Pair Corralation between Travelers Companies and ProShares UltraShort
Considering the 90-day investment horizon The Travelers Companies is expected to under-perform the ProShares UltraShort. But the stock apears to be less risky and, when comparing its historical volatility, The Travelers Companies is 2.74 times less risky than ProShares UltraShort. The stock trades about -0.21 of its potential returns per unit of risk. The ProShares UltraShort Semiconductors is currently generating about 0.02 of returns per unit of risk over similar time horizon. If you would invest 2,778 in ProShares UltraShort Semiconductors on September 21, 2024 and sell it today you would earn a total of 3.00 from holding ProShares UltraShort Semiconductors or generate 0.11% return on investment over 90 days.

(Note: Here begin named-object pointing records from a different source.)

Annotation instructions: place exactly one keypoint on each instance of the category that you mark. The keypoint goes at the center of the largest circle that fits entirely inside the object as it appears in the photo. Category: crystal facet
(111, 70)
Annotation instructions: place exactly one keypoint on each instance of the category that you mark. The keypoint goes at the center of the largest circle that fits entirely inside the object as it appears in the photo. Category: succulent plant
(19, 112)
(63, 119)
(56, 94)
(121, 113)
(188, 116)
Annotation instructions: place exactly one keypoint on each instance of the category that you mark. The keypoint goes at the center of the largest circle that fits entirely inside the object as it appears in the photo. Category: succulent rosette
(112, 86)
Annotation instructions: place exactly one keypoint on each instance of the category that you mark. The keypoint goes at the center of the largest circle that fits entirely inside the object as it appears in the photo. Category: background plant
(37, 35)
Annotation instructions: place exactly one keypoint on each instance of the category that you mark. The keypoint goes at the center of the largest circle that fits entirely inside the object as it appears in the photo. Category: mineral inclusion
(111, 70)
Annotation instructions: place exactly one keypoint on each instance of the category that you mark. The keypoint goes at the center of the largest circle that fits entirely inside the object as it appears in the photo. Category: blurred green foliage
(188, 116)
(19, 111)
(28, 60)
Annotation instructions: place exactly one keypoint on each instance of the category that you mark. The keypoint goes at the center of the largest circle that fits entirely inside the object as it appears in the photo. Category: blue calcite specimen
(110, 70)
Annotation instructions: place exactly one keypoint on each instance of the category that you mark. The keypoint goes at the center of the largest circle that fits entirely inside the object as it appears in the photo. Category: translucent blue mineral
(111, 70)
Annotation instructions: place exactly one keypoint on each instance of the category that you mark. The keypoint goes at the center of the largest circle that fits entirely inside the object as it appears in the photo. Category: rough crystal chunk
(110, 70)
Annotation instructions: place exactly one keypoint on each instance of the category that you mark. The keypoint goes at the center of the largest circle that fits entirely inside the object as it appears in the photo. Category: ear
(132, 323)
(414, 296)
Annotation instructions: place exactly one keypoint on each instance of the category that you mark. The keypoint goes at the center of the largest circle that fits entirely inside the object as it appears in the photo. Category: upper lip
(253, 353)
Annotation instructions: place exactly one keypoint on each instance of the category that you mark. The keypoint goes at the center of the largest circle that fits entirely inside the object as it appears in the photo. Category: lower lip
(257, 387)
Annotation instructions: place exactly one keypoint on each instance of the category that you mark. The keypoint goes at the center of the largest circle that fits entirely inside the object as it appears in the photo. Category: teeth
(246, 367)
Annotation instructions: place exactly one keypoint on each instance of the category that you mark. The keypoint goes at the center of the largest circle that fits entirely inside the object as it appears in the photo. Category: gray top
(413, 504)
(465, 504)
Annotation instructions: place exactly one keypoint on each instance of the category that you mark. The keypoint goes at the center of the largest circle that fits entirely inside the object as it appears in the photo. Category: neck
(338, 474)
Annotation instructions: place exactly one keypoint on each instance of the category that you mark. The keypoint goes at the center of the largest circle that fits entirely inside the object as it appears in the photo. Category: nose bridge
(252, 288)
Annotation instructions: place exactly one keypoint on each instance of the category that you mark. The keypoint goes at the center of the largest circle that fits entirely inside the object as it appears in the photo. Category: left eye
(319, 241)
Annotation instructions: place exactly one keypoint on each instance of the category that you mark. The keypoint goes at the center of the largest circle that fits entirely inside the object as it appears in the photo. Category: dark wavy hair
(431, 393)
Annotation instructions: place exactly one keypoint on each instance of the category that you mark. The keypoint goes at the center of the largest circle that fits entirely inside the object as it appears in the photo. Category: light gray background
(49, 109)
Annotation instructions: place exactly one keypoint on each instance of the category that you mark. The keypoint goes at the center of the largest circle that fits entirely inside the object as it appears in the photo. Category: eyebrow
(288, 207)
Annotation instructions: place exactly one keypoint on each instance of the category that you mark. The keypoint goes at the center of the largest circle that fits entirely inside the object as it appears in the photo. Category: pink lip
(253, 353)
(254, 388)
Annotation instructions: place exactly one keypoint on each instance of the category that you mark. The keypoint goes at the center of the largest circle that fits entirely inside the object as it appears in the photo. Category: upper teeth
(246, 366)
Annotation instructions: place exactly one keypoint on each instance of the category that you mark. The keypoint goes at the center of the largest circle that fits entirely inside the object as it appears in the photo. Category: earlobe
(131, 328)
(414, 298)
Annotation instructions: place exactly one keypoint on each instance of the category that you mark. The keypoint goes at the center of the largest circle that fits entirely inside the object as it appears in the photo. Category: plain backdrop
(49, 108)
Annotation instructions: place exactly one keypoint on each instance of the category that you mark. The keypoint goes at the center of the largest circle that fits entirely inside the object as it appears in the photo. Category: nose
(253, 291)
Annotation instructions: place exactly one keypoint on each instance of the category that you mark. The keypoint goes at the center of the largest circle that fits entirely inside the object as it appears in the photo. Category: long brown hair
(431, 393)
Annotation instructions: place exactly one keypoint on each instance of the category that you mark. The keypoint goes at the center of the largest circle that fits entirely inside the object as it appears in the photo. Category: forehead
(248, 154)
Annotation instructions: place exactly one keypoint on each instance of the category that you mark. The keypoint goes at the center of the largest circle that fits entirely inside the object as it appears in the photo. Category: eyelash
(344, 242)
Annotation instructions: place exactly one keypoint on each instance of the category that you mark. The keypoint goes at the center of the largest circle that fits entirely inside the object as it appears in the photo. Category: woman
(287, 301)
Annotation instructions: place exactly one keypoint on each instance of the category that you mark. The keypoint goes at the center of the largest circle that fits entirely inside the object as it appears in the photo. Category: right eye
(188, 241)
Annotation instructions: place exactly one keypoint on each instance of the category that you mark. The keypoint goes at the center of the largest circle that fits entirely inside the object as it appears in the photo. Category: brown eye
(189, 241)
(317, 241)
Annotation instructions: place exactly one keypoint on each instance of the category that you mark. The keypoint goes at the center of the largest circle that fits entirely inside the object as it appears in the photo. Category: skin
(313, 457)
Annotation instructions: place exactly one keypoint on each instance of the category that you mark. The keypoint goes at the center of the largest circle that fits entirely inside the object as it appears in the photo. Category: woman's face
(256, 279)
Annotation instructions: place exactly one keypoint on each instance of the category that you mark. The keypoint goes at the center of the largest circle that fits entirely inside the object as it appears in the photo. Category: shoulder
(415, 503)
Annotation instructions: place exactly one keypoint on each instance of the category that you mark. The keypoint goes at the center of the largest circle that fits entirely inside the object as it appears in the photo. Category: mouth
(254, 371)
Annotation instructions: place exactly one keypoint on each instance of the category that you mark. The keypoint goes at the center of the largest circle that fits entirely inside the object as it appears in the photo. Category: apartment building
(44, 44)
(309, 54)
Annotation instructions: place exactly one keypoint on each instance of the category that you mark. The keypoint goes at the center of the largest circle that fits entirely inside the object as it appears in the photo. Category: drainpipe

Time Period | 3 Months [change] |
Direction | Moves Against |
Strength | Very Weak |
Accuracy | 100.0% |
Values | Daily Returns |
The Travelers Companies vs. ProShares UltraShort Semicondu
Performance |
Timeline |
The Travelers Companies |
ProShares UltraShort |
Travelers Companies and ProShares UltraShort Volatility Contrast
Predicted Return Density |
Returns |
Pair Trading with Travelers Companies and ProShares UltraShort
The main advantage of trading using opposite Travelers Companies and ProShares UltraShort positions is that it hedges away some unsystematic risk. Because of two separate transactions, even if Travelers Companies position performs unexpectedly, ProShares UltraShort can make up some of the losses. Pair trading also minimizes risk from directional movements in the market. For example, if an entire industry or sector drops because of unexpected headlines, the short position in ProShares UltraShort will offset losses from the drop in ProShares UltraShort's long position.The idea behind The Travelers Companies and ProShares UltraShort Semiconductors pairs trading is to make the combined position market-neutral, meaning the overall market's direction will not affect its win or loss (or potential downside or upside). This can be achieved by designing a pairs trade with two highly correlated stocks or equities that operate in a similar space or sector, making it possible to obtain profits through simple and relatively low-risk investment.Check out your portfolio center.Note that this page's information should be used as a complementary analysis to find the right mix of equity instruments to add to your existing portfolios or create a brand new portfolio. You can also try the Watchlist Optimization module to optimize watchlists to build efficient portfolios or rebalance existing positions based on the mean-variance optimization algorithm.